Franz Ferdinand and his wife Sophie leaving Sarajevo Town Hall on 28 June 1914, five minutes before the
assassination.
The Good Soldier Švejk has an exceptionally rich cast of characters. Alongside those who play a direct part in the plot, a great many
fictional and real people (and animals) are mentioned throughout the narrative, in Švejk's anecdotes, and in the
book's idioms and turns of phrase.
This page offers brief entries on the people referenced in the novel, from Napoléon in the introduction to Hauptmann Ságner in
the final lines of the unfinished Part Four. The list is sorted in the order in which names first appear. Chapter
headings follow Zenny Sadlon's recent translation (1999–2026) and, in most cases, differ from Cecil Parrott's 1973 version.
The Czech quotations are taken from the online version of The Good Soldier Švejk provided by Jaroslav Šerák and link to the relevant chapter. The
toolbar provides direct links to Wikipedia, Google Maps, Google Search, svejkmuseum.cz, and the novel online.
The names are colour-coded according to their role in the novel, as illustrated by the following examples:
Dr. Grünstein, a fictional character directly involved in the plot.
Fähnrich Dauerling, a fictional character who is not part of the plot.
Heinrich Heine, a historical person.
Note that many seemingly fictional characters are inspired by real people. Examples include Oberleutnant Lukáš, Major Wenzl, and many
others. These are still listed as fictional, since they are literary creations only partly inspired by their
similarly named 'models'.
Military ranks and other titles related to Austrian officialdom are given in German, in accordance with the terms
used at the time (explanations in English are provided as tooltips). This means that Captain Ságner is still
referred to as Hauptmann, even though the term is now obsolete and has been replaced by Kapitän. Civilian titles
denoting profession, etc., are translated into English. This also applies to ranks in the nobility where a direct
translation exists.
Kraus
was a colonel at some barracks in Prague (presumably Karlín), originally from the Salzburg area.

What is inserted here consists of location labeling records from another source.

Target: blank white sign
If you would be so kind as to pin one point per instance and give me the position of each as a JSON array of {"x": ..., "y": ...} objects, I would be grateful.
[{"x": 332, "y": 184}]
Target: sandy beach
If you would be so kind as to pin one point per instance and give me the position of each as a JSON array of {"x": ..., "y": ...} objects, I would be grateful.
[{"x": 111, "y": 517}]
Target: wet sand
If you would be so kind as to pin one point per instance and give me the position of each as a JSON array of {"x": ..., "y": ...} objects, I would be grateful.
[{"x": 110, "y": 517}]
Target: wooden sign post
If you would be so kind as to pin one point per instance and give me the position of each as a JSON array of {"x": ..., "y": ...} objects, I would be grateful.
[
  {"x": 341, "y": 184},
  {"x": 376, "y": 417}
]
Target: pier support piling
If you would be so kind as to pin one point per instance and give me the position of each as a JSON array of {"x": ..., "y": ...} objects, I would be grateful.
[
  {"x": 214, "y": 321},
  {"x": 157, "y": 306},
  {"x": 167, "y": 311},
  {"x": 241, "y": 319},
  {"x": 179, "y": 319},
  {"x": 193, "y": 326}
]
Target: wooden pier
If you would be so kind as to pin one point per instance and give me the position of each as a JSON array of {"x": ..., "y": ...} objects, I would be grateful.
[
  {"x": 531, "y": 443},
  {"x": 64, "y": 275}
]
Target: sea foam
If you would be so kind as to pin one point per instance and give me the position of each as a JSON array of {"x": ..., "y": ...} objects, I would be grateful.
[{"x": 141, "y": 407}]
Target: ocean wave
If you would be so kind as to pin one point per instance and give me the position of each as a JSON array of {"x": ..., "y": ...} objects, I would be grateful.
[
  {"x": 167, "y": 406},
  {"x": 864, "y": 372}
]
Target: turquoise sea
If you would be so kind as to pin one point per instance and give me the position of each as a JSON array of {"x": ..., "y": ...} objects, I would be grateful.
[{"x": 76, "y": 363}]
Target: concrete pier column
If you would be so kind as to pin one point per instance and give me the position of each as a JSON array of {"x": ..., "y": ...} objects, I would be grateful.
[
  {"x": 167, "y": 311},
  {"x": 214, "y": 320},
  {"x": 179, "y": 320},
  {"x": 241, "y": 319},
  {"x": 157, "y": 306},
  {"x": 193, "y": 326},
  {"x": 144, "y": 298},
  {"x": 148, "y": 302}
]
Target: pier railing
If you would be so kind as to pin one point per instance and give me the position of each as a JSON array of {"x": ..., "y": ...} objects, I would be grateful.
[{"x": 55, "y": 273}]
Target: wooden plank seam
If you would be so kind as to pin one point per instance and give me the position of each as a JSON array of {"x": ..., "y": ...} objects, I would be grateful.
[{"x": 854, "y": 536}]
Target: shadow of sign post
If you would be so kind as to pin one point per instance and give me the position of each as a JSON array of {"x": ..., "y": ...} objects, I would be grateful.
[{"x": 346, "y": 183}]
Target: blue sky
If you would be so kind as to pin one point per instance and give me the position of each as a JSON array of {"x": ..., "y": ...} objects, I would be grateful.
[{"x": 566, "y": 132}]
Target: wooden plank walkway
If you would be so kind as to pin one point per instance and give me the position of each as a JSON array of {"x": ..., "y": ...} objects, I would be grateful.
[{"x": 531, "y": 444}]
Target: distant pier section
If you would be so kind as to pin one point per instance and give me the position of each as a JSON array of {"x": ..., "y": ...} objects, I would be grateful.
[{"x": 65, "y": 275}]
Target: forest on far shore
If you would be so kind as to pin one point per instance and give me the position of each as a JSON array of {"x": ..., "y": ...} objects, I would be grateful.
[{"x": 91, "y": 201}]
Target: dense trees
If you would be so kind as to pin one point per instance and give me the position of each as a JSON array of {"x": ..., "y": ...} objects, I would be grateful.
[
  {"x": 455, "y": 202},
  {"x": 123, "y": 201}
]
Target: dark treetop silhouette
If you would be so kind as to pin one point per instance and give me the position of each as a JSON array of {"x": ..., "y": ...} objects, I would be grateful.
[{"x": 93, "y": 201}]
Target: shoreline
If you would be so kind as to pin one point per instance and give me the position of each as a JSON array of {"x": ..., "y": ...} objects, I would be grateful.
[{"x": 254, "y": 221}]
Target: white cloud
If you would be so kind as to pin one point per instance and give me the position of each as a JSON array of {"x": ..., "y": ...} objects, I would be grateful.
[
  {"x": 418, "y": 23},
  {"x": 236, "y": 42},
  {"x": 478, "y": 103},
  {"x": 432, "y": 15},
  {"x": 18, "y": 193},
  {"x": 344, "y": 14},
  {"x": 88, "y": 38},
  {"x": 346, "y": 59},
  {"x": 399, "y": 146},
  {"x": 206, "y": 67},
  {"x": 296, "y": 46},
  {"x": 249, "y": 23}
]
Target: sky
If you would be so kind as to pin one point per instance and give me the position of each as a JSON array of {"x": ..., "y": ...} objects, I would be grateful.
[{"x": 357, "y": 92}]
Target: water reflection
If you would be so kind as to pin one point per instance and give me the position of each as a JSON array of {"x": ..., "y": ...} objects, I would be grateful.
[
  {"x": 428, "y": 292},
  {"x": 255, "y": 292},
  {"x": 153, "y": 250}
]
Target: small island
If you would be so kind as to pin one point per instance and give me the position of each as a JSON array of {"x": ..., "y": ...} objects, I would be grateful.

He was the owner of the stolen dog Fox (who was named Max for the short period he belonged to Oberleutnant Lukáš).
Kraus was a prize idiot and also had plenty of other despicable qualities. He was probably the most stupid of the many officers described in the novel. He had a habit of explaining the most obvious things, which drove his colleagues to insanity. Despite all this, he had advanced in the military hierarchy thanks to good connections, a fact the author uses to emphasise the rottenness of the Habsburg Monarchy.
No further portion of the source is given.